Mortgage rates may be at record lows, but they are poised to increase next year.
The current 30-year mortgage rate is at 2.7%, a 14th record low since March.
Black Friday, Cyber Monday, Amazon Prime Day are all days that countless Americans look forward to cashing in on the very best deals of the year. From flatscreen televisions to blenders to puffy winter jackets, prices are slashed, and eager shoppers line up to take advantage of the mind-blowing discounts. Many stores carry a limited quantity, so if “you snooze, you lose.” For 2020, those days are in the past and it will not be until the end of 2021 when they return.

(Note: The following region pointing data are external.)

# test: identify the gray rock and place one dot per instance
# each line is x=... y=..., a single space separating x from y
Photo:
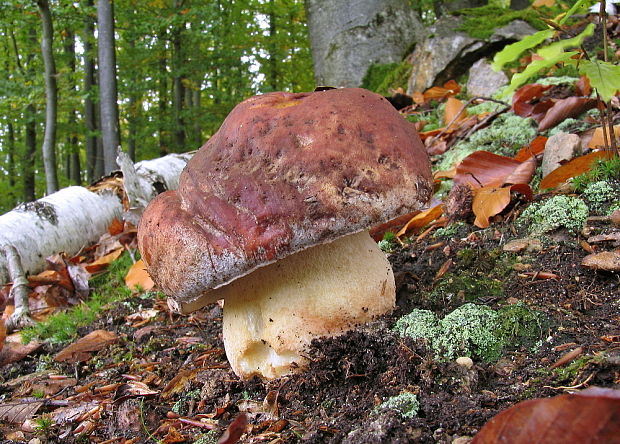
x=447 y=53
x=483 y=81
x=348 y=36
x=559 y=148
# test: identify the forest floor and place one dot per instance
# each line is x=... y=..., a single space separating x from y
x=165 y=378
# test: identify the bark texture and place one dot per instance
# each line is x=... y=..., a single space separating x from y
x=348 y=36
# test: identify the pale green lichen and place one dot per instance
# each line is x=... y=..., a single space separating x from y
x=558 y=212
x=471 y=330
x=507 y=134
x=601 y=195
x=406 y=404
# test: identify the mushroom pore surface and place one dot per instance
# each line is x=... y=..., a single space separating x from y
x=272 y=314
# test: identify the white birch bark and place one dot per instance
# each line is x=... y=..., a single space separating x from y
x=74 y=217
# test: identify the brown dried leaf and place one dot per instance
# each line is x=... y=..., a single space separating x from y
x=82 y=349
x=235 y=430
x=485 y=169
x=488 y=202
x=572 y=168
x=564 y=109
x=138 y=276
x=585 y=417
x=19 y=410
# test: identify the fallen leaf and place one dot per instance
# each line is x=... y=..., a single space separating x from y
x=485 y=169
x=235 y=430
x=598 y=140
x=421 y=220
x=605 y=260
x=572 y=168
x=82 y=349
x=19 y=410
x=535 y=147
x=453 y=109
x=563 y=109
x=589 y=416
x=137 y=276
x=104 y=261
x=489 y=201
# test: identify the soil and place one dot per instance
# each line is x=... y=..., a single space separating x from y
x=196 y=395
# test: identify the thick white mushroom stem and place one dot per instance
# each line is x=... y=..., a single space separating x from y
x=272 y=315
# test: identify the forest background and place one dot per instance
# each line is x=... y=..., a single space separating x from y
x=181 y=66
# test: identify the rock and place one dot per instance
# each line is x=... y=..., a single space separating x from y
x=605 y=260
x=518 y=245
x=560 y=148
x=447 y=52
x=483 y=81
x=347 y=37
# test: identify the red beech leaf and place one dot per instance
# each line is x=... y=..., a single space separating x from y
x=564 y=109
x=523 y=173
x=574 y=167
x=590 y=416
x=535 y=147
x=485 y=169
x=521 y=99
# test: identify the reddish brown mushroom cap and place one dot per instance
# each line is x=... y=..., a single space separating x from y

Today’s mortgage rates are at a record low and they offer the very best deal of the year. Soon, that deal will vanish, and rates will rise, which will impact monthly payments and affordability. Many think the Federal Reserve is in charge of setting mortgage rates, but that is not true. Instead, they set the short term fed funds rate, currently at zero. This rate affects automobile loans, credit card rates, and small business loans, also known as “short term debt.” Long term debt, or 30-year fixed mortgages, are tied closer to long term bonds. Watching any movement in U.S. 10 Year Treasury bonds will indicate where mortgage rates are headed. Prior to this year, the 10-Year has never been below 1% (it is at 0.896% today). Similarly, prior to this year, mortgage rates have never been below 3% (they are at 2.7% today).